Pokj stołowy w mieszkaniu z wielkiej płyty / Adrian Karpeta
Pokj stołowy w mieszkaniu z wielkiej płyty / Adrian Karpeta

Mieszkanie z PRL-u odtworzono w Galerii Historii Miasta w Jastrzębiu. W środę pokazano je zwiedzającym. Składa się z dwóch pokoi, dziecięcego i salonu, oraz przedpokoju. – Nie mamy kuchni i łazienki, bo musielibyśmy wstawiać piecyki, lodówki, wanny – mówi Marcin Boratyn, kierownik galerii. W pokoju stołowym główne miejsce zajmuje meblościanka z kryształami, a także z kultową rybą, dalej m.in. fotele, ława, czarno-biały telewizor Fregata z 1969 roku, radio Diora, na podłodze wzorzysty dywan, a na ścianie kilim z jeleniami. W pokoju dziecięcym zobaczymy półkotapczan, z którego można zrobić również biurko, i oczywiście mnóstwo zabawek, a także gry planszowe, plakaty, proporczyki - a więc ozdoby, charakterystyczne w tamtych czasach.

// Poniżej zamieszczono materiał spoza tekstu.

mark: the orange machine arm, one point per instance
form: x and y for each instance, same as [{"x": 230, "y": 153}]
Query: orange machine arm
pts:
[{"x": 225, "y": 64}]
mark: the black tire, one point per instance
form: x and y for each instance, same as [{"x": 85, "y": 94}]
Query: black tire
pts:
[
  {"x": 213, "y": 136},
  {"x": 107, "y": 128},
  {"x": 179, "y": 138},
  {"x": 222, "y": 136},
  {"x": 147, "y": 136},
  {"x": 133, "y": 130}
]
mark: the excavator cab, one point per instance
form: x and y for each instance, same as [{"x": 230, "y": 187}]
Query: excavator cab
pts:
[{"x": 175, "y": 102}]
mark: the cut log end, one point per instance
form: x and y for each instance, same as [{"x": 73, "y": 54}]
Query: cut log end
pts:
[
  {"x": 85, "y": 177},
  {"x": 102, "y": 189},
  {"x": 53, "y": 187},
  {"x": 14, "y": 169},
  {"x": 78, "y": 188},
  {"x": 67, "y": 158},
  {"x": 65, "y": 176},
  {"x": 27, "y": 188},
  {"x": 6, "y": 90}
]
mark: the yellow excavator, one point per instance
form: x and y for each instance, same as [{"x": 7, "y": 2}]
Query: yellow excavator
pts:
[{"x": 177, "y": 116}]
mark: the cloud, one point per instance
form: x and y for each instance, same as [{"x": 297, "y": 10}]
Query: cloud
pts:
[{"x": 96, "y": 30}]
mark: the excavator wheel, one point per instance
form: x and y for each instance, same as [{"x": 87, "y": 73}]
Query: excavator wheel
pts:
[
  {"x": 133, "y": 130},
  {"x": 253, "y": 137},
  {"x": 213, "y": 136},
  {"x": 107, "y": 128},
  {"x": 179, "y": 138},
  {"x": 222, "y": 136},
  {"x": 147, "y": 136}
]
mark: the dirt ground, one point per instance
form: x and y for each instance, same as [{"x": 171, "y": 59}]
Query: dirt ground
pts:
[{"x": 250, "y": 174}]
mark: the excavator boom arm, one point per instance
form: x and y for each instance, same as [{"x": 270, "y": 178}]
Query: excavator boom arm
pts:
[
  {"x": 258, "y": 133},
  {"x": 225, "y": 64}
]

Stoi też magnetofon szpulowy, który jest sprawny. W środę grał. W przedpokoju jest wieszak, na którym wiszą ubrania, a także odkurzacz. Walorem ekspozycji są takie detale jak oryginalne tapety i wzory malowane wałkiem czy stare gniazdka. – Ale też oryginalnie zapakowane mydła, papierosy. To rzeczy najmniejsze, a przy tym najmniej trwałe. Aż dziw, że ktoś trzymał je tyle lat! Takie detale są wspaniałym uzupełnieniem całości. Ostatnie lata to czas wielkich remontów, ludzie pozbywali się mnóstwa rzeczy. Cieszy, że udało się zebrać i pokazać tyle przedmiotów – mówi Marcin Boratyn.

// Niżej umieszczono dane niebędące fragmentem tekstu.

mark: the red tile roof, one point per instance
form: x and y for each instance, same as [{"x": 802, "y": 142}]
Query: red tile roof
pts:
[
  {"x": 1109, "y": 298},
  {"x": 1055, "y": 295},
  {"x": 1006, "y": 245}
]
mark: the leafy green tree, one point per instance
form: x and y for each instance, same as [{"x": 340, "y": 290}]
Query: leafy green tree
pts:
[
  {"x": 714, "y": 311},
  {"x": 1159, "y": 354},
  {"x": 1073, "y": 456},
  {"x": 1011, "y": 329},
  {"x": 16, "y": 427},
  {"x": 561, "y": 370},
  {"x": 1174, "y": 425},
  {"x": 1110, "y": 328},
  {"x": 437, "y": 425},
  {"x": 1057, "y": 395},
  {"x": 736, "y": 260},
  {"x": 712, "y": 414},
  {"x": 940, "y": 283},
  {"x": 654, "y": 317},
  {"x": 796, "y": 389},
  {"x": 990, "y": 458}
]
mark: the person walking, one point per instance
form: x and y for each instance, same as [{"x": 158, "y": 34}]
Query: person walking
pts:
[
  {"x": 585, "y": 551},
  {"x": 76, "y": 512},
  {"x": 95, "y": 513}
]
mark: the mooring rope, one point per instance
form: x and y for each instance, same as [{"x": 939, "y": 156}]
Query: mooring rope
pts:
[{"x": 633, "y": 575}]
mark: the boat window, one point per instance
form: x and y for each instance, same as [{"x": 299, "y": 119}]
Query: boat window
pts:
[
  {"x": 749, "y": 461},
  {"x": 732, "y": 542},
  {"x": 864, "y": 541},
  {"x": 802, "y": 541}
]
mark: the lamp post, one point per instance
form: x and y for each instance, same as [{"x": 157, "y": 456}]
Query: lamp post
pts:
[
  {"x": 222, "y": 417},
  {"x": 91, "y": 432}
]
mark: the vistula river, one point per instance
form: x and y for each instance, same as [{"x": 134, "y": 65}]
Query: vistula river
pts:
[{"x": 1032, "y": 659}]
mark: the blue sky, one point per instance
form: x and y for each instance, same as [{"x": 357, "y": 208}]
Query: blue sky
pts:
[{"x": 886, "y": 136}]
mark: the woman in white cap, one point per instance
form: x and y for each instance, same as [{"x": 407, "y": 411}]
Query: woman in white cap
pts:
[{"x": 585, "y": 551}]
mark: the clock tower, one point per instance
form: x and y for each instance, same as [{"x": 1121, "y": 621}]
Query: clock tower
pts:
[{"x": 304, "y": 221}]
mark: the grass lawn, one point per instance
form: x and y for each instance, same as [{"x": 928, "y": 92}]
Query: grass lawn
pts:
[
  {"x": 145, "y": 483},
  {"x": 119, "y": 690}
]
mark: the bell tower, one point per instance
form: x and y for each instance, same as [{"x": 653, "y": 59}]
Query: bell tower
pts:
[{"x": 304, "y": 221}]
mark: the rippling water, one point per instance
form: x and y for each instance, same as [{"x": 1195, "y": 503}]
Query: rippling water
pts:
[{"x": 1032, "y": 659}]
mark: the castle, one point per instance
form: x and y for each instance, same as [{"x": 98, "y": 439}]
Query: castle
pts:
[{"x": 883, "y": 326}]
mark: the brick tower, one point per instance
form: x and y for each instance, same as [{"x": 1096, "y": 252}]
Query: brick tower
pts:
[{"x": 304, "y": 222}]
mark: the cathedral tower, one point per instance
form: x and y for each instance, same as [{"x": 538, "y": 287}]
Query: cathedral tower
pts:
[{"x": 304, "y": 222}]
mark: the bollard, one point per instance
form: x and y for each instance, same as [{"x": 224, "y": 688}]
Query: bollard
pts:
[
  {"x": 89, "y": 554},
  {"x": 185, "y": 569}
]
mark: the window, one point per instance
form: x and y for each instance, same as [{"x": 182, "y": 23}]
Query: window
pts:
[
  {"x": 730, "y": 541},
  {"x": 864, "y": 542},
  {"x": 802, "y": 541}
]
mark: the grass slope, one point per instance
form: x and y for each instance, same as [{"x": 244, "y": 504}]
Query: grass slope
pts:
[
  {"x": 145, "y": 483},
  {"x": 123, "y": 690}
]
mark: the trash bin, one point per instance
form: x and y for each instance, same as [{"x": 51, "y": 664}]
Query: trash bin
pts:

Warunek był jeden – do mieszkania z wielkiej płyty mogły trafić przedmioty z lat 70., a więc z czasów największego boomu budowlanego w Jastrzębiu. Mieszkanie jeszcze nie ma pełnego wyposażenia, bo przecież nie od razu ktoś, kto się wprowadził do mieszkania, wszystko miał. Tak jest zresztą do dzisiaj, tutaj niewiele się zmieniło. – Wyposażenie często kompletowało się latami, w zależności od zasobności, ale też od szczęścia, które też było potrzebne przy polowaniu na to czy tamto. Mam nadzieję, że odwiedzający podpowiedzą nam, co jeszcze możemy dołożyć – mówi Marcin Boratyn.

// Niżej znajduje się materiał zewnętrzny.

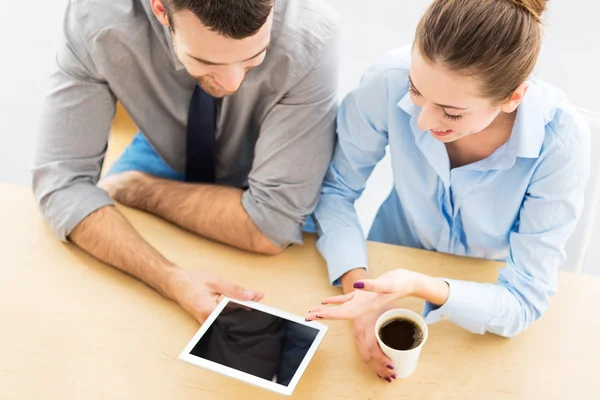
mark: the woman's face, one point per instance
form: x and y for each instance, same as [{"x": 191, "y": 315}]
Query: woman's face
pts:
[{"x": 451, "y": 107}]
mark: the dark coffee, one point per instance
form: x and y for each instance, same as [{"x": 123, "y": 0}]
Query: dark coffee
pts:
[{"x": 401, "y": 334}]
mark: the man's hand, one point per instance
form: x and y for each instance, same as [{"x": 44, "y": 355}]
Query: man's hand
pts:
[{"x": 198, "y": 292}]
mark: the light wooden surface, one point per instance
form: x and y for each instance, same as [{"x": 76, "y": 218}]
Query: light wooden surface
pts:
[{"x": 73, "y": 328}]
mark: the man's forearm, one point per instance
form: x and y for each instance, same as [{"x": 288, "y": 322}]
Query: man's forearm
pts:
[
  {"x": 108, "y": 236},
  {"x": 215, "y": 212}
]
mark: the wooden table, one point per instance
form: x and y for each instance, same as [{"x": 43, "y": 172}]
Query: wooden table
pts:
[{"x": 74, "y": 328}]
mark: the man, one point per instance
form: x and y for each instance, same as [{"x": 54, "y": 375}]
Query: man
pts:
[{"x": 235, "y": 97}]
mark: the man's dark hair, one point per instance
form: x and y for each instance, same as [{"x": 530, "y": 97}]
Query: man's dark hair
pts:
[{"x": 235, "y": 19}]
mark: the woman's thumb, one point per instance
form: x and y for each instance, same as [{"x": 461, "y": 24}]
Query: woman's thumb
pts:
[{"x": 372, "y": 285}]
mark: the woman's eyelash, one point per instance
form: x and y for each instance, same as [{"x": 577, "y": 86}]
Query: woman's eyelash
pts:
[
  {"x": 452, "y": 117},
  {"x": 412, "y": 90}
]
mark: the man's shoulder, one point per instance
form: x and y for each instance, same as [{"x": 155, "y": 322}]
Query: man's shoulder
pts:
[
  {"x": 305, "y": 28},
  {"x": 94, "y": 16}
]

Na wieść o przygotowywanej wystawie wiele osób zareagowało spontanicznie, przynosząc przedmioty stanowiące niegdyś wyposażenie ich mieszkań. Były telefony z całej Polski! To dzięki nim powstała ta niecodzienna ekspozycja. – Jestem wdzięczny wszystkim, którzy nam pomogli. Większość osób stwierdziła, że zostawi te przedmioty w galerii. Są tu również pamiątki rodzinne, które oczywiście wrócą do właścicieli – mówi Marcin Boratyn. – Jedno z pomieszczeń galerii przeznaczyliśmy na prelekcje, będziemy gościć grupy szkolne i opowiadać o tamtych czasach – dodaje Marcin Boratyn.

Wystawa będzie czynna do końca roku. Potem galeria przygotuje stałą ekspozycję na piętrze, ale w trochę w mniejszym wymiarze.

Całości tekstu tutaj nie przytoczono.